Clark executed a half-smile. ‘Well, to be honest, I did invite him, but he had to go to a première in the West End’.
But vulgarity is not to be sniffed at. Wit
hout it, he would never have been such a brilliant diarist, for what could be more vulgar than indiscretion? He once wrote a letter to his agent, Michael Sissons, in which he announced:
All publishers have got one great prize to look forward to, and that is my witty, revealing, salacious and enlightening memoirs . . . I already know enough about the internal workings of the Conservative machine to write a really appalling book.
Remarkably, he wrote this back in 1973, before he had even entered Parliament.
On his first day there, he was hailed in the Strangers Dining Room ‘with incredible hurrahs’ by his fellow Old Etonian, Jeremy Thorpe. It would make the perfect opening number in Alan Clark: The Musical, the pair of them executing a Dick Van Dyke dance (‘never need a reason, never need a rhyme, kick yer knees up, step in time!’) in their fancy waistcoats.
Over the years, the House of Commons was to provide him with the perfect platform on which to smash more glasses. He could then retire each night to describe, in tranquillity, the mess he had just created. Would he have got further in politics had he never had the need to fuel a diary? Was his diary his downfall? A diarist, particularly a knockabout diarist like Clark, feeds off calamity. Without enough calamity, he will have to generate more by saying or doing something appropriately inappropriate. High-flying politicians have a much stronger hold on dullness.
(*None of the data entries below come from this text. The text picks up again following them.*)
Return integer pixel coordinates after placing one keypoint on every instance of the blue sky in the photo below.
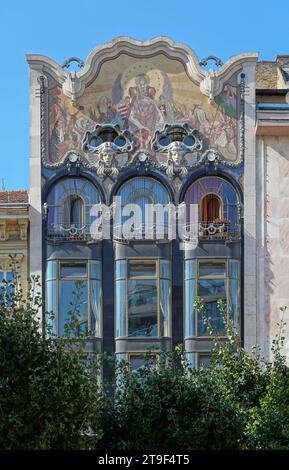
(64, 28)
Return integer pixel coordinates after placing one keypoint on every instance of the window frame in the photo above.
(62, 261)
(157, 277)
(227, 279)
(143, 354)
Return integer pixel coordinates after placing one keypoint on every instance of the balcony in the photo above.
(71, 233)
(142, 232)
(217, 230)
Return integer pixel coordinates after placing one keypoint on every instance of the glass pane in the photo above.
(235, 303)
(51, 270)
(120, 269)
(142, 308)
(120, 303)
(142, 268)
(234, 268)
(212, 269)
(51, 306)
(95, 308)
(137, 362)
(191, 359)
(190, 269)
(204, 360)
(165, 297)
(9, 276)
(76, 211)
(73, 306)
(73, 270)
(211, 291)
(189, 308)
(165, 269)
(95, 269)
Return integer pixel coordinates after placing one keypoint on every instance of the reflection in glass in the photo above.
(189, 306)
(165, 295)
(51, 270)
(165, 269)
(73, 303)
(204, 360)
(212, 269)
(51, 301)
(138, 361)
(142, 308)
(95, 307)
(73, 270)
(235, 303)
(190, 269)
(120, 269)
(142, 268)
(212, 290)
(120, 309)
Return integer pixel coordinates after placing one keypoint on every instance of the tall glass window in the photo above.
(144, 192)
(74, 297)
(70, 215)
(143, 298)
(212, 280)
(218, 202)
(7, 287)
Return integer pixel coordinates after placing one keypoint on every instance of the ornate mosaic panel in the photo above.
(142, 95)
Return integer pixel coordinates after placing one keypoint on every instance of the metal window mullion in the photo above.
(88, 270)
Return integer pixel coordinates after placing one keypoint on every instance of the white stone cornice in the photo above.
(74, 83)
(44, 65)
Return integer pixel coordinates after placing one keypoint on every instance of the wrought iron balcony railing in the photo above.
(141, 232)
(215, 230)
(70, 232)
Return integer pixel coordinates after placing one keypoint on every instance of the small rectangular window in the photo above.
(142, 308)
(142, 268)
(69, 270)
(204, 360)
(138, 361)
(212, 269)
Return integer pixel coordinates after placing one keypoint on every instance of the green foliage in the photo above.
(51, 396)
(48, 398)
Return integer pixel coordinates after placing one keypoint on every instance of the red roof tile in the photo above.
(20, 196)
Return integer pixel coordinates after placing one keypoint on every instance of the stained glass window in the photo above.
(143, 192)
(70, 202)
(216, 198)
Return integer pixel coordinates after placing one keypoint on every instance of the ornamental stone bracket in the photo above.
(74, 83)
(13, 229)
(3, 233)
(7, 263)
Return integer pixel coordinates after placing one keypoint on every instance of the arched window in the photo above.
(211, 208)
(138, 216)
(70, 202)
(76, 211)
(218, 207)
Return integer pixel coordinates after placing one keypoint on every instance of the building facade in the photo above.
(144, 123)
(14, 236)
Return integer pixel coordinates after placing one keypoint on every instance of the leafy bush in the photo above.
(51, 398)
(48, 398)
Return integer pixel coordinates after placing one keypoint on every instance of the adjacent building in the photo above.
(143, 123)
(14, 235)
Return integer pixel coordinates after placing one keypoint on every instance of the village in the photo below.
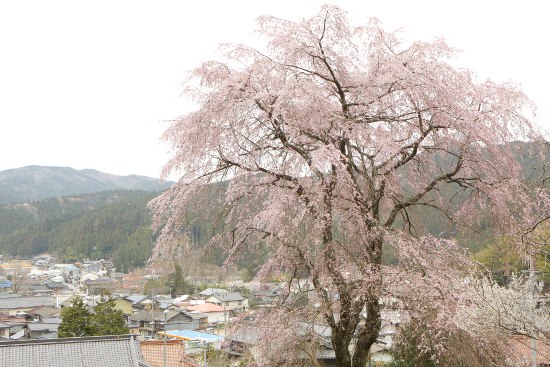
(33, 294)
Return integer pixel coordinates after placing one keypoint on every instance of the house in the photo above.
(19, 304)
(140, 302)
(196, 341)
(4, 330)
(216, 314)
(101, 284)
(150, 323)
(16, 326)
(41, 312)
(124, 305)
(44, 330)
(168, 353)
(120, 351)
(210, 291)
(265, 296)
(232, 301)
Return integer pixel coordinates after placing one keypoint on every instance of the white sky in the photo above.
(89, 84)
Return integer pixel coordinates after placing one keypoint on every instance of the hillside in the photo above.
(109, 224)
(37, 182)
(115, 224)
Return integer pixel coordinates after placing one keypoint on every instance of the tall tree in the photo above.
(106, 320)
(78, 321)
(75, 320)
(331, 138)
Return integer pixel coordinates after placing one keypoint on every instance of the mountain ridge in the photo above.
(36, 182)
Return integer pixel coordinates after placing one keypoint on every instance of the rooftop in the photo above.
(120, 351)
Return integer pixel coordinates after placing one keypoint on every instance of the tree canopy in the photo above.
(342, 132)
(104, 319)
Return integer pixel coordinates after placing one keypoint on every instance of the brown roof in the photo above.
(153, 353)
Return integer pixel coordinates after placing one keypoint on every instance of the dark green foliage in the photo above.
(75, 320)
(106, 320)
(78, 321)
(113, 224)
(177, 283)
(38, 182)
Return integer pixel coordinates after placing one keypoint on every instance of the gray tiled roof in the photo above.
(120, 351)
(25, 302)
(210, 291)
(229, 296)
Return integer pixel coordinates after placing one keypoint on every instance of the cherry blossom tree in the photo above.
(330, 140)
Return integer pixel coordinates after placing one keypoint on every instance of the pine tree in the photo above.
(106, 320)
(75, 320)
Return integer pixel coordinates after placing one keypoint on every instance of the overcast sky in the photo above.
(91, 84)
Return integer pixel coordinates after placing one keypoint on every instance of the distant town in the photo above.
(34, 292)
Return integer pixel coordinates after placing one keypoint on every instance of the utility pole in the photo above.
(204, 348)
(164, 351)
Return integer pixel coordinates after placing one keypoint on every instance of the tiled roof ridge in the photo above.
(69, 340)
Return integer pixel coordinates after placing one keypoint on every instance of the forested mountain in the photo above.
(115, 224)
(109, 224)
(38, 182)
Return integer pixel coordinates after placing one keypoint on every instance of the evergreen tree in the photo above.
(75, 320)
(105, 319)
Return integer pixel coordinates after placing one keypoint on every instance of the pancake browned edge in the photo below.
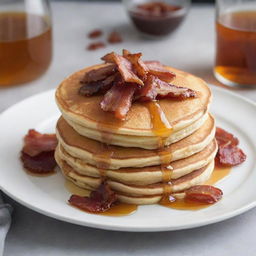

But having created his bad-hat Captain Hook character (Hook was, incidentally, another OE), Clark was obliged to carry on playing it to the end. ‘In writing it down, he detached himself from the self who acted out the scene’, wrote Claire Tomalin of Pepys. It was true also of Alan Clark. As he lay dying, he seems to have drawn solace from this dual perspective: it allowed him, in the most awful circumstances, to detach himself from his cancerous body, and to look down at himself and smile. His entry for 12 July 1999 reads, ‘The stage hands are fiddling about with the curtains.’ That’s a very Alan Clark sentence: self-aware, poetic, true and peculiarly funny. Less than two months later, he was dead.